In circumstances where `value` may contain input such as `</textarea><script>alert(1)</script>`,
an attacker can easily achieve XSS. We make
best-effort runtime validations on this value in order to make it safe against
some obvious attacks.

We check for any interpolation containing `</textarea` and raise an exception
if this substring occurs.

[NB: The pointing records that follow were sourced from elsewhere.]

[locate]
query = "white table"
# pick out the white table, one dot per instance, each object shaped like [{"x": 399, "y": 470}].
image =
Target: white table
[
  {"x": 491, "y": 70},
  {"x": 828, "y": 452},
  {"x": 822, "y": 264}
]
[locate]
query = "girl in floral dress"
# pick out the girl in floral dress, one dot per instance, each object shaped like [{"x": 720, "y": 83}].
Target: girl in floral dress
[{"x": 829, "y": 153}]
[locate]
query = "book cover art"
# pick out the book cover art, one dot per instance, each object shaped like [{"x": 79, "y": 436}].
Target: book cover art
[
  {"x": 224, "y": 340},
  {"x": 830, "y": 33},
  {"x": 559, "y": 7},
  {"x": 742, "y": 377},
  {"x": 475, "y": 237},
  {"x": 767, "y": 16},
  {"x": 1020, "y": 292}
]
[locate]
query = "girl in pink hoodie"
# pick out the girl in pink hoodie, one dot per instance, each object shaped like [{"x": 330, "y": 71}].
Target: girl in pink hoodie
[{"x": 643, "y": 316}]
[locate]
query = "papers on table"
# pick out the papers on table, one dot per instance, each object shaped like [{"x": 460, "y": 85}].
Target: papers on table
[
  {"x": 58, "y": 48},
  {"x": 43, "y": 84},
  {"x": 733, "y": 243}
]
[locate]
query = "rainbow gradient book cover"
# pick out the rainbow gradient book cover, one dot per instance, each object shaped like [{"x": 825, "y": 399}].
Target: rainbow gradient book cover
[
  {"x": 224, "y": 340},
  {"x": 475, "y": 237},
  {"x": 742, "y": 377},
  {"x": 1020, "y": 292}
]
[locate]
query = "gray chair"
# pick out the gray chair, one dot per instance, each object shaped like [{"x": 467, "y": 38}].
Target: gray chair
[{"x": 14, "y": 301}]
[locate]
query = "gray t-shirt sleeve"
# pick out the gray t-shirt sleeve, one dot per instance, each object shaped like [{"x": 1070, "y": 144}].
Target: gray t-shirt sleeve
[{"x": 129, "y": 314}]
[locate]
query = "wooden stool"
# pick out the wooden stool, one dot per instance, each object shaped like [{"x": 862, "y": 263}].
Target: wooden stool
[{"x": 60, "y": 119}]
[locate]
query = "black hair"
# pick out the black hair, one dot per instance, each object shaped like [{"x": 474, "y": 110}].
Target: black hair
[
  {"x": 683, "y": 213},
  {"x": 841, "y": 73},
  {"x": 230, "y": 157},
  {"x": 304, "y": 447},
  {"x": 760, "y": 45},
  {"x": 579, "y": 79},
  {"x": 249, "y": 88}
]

Note that this won't catch cases where an end tag is
split across multiple adjacent interpolations.

The same strategy is applied to other tags which contain non-html data,
such as `<script>`, html comments and CDATA tags.

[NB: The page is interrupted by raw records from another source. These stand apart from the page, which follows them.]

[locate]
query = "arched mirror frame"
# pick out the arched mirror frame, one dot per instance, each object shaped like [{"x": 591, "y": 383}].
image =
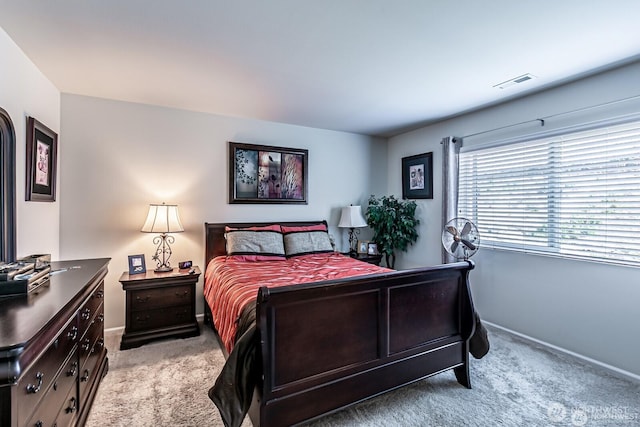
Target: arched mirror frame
[{"x": 8, "y": 187}]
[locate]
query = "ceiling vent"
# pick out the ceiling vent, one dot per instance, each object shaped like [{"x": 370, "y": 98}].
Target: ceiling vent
[{"x": 516, "y": 80}]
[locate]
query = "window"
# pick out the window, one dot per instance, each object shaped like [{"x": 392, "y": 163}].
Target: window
[{"x": 572, "y": 195}]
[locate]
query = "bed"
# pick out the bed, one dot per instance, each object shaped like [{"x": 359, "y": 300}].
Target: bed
[{"x": 318, "y": 347}]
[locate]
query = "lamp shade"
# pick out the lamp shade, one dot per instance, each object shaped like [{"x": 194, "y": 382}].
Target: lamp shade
[
  {"x": 163, "y": 219},
  {"x": 351, "y": 217}
]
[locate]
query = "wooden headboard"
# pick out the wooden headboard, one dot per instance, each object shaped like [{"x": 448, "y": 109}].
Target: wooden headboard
[{"x": 214, "y": 234}]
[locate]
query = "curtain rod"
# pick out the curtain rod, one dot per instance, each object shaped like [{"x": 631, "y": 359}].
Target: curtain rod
[{"x": 542, "y": 119}]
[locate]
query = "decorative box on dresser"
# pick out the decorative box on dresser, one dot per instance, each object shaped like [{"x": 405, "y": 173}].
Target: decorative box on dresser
[
  {"x": 52, "y": 353},
  {"x": 159, "y": 305}
]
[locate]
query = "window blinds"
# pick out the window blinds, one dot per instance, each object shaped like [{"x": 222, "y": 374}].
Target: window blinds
[{"x": 574, "y": 195}]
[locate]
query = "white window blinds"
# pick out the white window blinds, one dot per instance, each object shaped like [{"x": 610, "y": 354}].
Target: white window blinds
[{"x": 574, "y": 195}]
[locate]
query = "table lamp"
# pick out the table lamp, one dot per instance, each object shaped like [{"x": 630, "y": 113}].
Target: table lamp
[
  {"x": 352, "y": 218},
  {"x": 163, "y": 219}
]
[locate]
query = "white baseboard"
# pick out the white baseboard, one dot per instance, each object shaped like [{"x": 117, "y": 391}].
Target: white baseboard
[{"x": 612, "y": 369}]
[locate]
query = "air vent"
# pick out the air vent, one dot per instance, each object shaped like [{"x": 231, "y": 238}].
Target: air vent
[{"x": 516, "y": 80}]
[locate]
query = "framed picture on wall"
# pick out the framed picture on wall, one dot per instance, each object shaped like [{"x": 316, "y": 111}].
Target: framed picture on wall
[
  {"x": 42, "y": 156},
  {"x": 267, "y": 174},
  {"x": 417, "y": 176}
]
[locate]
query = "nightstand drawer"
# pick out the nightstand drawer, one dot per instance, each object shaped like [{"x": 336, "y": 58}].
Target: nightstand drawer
[
  {"x": 149, "y": 299},
  {"x": 159, "y": 305},
  {"x": 160, "y": 318}
]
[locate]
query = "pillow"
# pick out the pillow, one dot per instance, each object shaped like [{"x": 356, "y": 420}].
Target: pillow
[
  {"x": 306, "y": 239},
  {"x": 255, "y": 243}
]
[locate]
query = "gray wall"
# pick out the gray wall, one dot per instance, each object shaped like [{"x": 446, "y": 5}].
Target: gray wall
[
  {"x": 25, "y": 91},
  {"x": 583, "y": 307},
  {"x": 119, "y": 157}
]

## Testing for valid HTML and ERB

In addition to runtime validation, this gem provides test helpers that makes
it easy to write a test to assert `.to_json` is used in every script tag and
every html attribute which end up being executed as javascript (onclick and similar).
The main goal of this helper is to assert that Ruby data translates into Javascript
data, but never becomes javascript code.

Simply create `test/unit/erb_safety_test.rb` and add code like this:

```ruby
# frozen_string_literal: true

require 'test_helper'
require 'better_html/test_helper/safe_erb_tester'

class ErbSafetyTest < ActiveSupport::TestCase
  include BetterHtml::TestHelper::SafeErbTester
  ERB_GLOB = Rails.root.join(
    'app', 'views', '**', '{*.htm,*.html,*.htm.erb,*.html.erb,*.html+*.erb}'
  )

  Dir[ERB_GLOB].each do |filename|
    pathname = Pathname.new(filename).relative_path_from(Rails.root)
    test "missing javascript escapes in #{pathname}" do
      assert_erb_safety(File.read(filename), filename:)
    end
  end
end
```

You may also want to assert that all `.html.erb` templates are parseable, to avoid deploying
broken templates to production. Add this code in `test/unit/erb_implementation_test.rb`

```ruby
# frozen_string_literal: true

require 'test_helper'

class ErbImplementationTest < ActiveSupport::TestCase
  ERB_GLOB = Rails.root.join(
    'app', 'views', '**', '{*.htm,*.html,*.htm.erb,*.html.erb,*.html+*.erb}'
  )

  Dir[ERB_GLOB].each do |filename|
    pathname = Pathname.new(filename).relative_path_from(Rails.root)
    test "html errors in #{pathname}" do
      data = File.read(filename)
      BetterHtml::BetterErb::ErubiImplementation.new(data, filename:).validate!
    end
  end
end

```
If you're using RSpec you can add the following code to `spec/better_html_spec.rb`

```ruby
# frozen_string_literal: true

require "rails_helper"

RSpec.describe "BetterHtml" do
  it "does assert that all .html.erb templates are parseable" do
    erb_glob = Rails.root.join(
      "app", "views", "**", "{*.htm,*.html,*.htm.erb,*.html.erb,*.html+*.erb}"
    )

    Dir[erb_glob].each do |filename|
      data = File.read(filename)
      expect {
        BetterHtml::BetterErb::ErubiImplementation.new(data, filename:).validate!
      }.not_to raise_exception
    end
  end
end


```

## Working with the ERB parser

This gem provides an ERB parser that builds an [AST](http://whitequark.github.io/ast/) from HTML+ERB templates.
Unlike higher-level libraries like Nokogiri, this parser does not make assumptions about the validity of HTML
documents (for example, opening tags being matched with closing tags). The parser also handles ERB tags as
first class nodes in the syntax tree.

```ruby
require 'better_html/parser'

buffer = Parser::Source::Buffer.new('(buffer)')
buffer.source = '<div><%= value -%></div>'
parser = BetterHtml::Parser.new(buffer)

puts parser.inspect
# => #<BetterHtml::Parser ast=s(:document,
#   s(:tag, nil,
#     s(:tag_name, "div"), nil, nil),
#   s(:text,
#     s(:erb,
#       s(:indicator, "="), nil,
#       s(:code, " value "),
#       s(:trim))),
#   s(:tag,
#     s(:solidus),
#     s(:tag_name, "div"), nil, nil))>
```

The _syntax tree_ exposed by this parser is not to be confused with the nested nature of HTML elements.
At this stage, the parser does not build _html elements_, only tags which mark the beginning and end of elements.